Depression and my road to recovery
An inspiring story from one SpunOut.ie reader
Written by Mairead Carey
Voices - Experiences
Young people share their personal experiences.
So a brand new year is upon us once again. This one though is different for me. It is the first year I have entered without being at war with myself. I never thought I would reach this place because not many people speak about their triumphs over mental health issues. Also with saying that, the media likes to focus on the negative aspects of life, so it is rare that we get to hear personal successes when it comes to mental ill health.
I struggled, a lot. The odd day here and there I would feel like I had succeeded over my depression and despair, only to realise it would come back again and again. The more it came back the more I got scared that it would never go away. This battle I was having was against myself: To learn to love myself was one of the hardest things I have ever done and it took years to get it right.
Each time I thought I was out of the depression, I learned that I had not quite perfected my coping skills to survive without therapy. On occasion this made me feel like a failure. I (a 26 year old woman) was not able to survive without the support of others and the support of therapy. It made me feel shame and despair at times. I wanted to be free of this battle. I also wanted to keep fighting, but I will admit that at times I just wanted to give up because it seemed impossible. Every time I fell though, I got up because I knew I had to keep trying. Why should my life be discarded in the midst of the darkness when in my heart I knew hope was still out there somewhere?

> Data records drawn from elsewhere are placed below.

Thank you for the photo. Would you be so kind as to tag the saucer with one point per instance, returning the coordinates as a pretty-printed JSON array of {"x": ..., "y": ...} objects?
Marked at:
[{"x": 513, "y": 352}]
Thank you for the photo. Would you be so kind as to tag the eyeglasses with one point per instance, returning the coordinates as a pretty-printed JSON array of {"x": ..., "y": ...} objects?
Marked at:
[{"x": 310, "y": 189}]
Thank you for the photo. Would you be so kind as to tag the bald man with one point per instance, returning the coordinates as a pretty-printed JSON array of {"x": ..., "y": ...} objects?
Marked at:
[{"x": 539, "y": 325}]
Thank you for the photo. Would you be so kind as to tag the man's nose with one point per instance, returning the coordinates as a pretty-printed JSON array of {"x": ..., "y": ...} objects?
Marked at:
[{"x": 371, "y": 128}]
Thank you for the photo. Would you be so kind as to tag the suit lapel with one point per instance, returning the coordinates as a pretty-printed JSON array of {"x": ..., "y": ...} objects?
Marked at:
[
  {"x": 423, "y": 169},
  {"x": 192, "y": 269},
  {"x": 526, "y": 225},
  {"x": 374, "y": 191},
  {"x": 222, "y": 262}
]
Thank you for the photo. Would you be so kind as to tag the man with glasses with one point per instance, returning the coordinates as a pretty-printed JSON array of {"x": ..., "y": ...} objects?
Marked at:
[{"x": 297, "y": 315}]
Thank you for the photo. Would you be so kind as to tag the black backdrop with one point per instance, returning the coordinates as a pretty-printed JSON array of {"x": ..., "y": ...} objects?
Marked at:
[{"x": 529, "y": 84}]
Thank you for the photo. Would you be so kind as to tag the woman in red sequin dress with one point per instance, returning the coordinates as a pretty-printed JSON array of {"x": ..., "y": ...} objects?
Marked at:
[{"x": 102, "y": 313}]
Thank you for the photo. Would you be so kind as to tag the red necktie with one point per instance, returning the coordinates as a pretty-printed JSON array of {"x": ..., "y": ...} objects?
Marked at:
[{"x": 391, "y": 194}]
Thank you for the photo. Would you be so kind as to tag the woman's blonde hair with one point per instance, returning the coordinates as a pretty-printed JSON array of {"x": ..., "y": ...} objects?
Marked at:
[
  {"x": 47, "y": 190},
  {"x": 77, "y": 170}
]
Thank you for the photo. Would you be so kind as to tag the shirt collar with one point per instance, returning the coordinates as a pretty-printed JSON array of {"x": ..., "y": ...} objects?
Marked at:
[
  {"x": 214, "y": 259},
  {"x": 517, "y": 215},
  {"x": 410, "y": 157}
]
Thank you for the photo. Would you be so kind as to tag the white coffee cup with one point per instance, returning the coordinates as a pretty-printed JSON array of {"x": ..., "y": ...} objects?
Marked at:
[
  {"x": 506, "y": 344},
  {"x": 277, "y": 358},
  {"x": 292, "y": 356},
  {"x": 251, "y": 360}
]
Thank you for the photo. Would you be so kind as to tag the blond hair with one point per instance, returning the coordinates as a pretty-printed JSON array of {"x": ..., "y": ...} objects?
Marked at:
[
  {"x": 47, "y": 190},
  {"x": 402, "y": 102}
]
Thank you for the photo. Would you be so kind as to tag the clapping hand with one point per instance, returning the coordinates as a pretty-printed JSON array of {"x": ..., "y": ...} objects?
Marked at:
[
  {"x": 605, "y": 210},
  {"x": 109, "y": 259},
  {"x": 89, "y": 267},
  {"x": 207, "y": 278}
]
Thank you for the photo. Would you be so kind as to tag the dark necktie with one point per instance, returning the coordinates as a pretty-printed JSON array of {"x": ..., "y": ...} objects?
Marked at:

I searched for success stories of those who had triumphed over their mental health issues, but what I found were stories of pain that seemed to last a lifetime. If there were any hint of success it was followed up by a story of relapse and pain. It seemed at certain stages last year that this was my destiny and I tried to accept this, but something in me kept pushing me forward. In certain weeks of therapy I would come out in more pain than I had felt going in with, but I kept digging, even though it hurt like never before. I spoke words I had never spoken before and felt feelings so intense that they hurt every inch of my body. I learned in these times of severe pain whom I could trust with my thoughts, whom I could bring close when I needed some help, and I learned new vices of coping, such as writing. It didn't all happen at once though. It took years to perfect, but in the last few months it all began to fall into place after so much hard work.
While it was happening I did not see it. When I reached a very difficult stage in my healing, my automatic thoughts were to call my boyfriend and my friends to talk to them, but my thoughts also turned to writing. To me this is a huge triumph; my first automatic thoughts in times of distress and pain for well over a decade have been to harm myself. I never thought I would be able to get rid of that deeply ingrained pattern, yet I am here today to tell you that I have managed to change this. I have managed to change how I cope and view things, how I think. It is amazing. I never thought I would ever reach this point, but I have. All this struggling and all these battles finally led me to a place where I would have safe satisfying tools in place to help me cope. I never thought this could be truly possible, but something in me would not let me give up.
So in this New Year, I am free. If you find yourself in place where you are still battling though, don't give up. If I can make it this far then so can you. I am no different to anyone; I am no more special than the next person, but I survived this. I am letting you know that recovery is possible. Keep fighting. If you lose battles along the way it doesn't mean you have lost the war. Just keep going. As for me, on the outside looking in, it may seem as if nothing has changed, but on the inside looking out, everything looks so very, very different.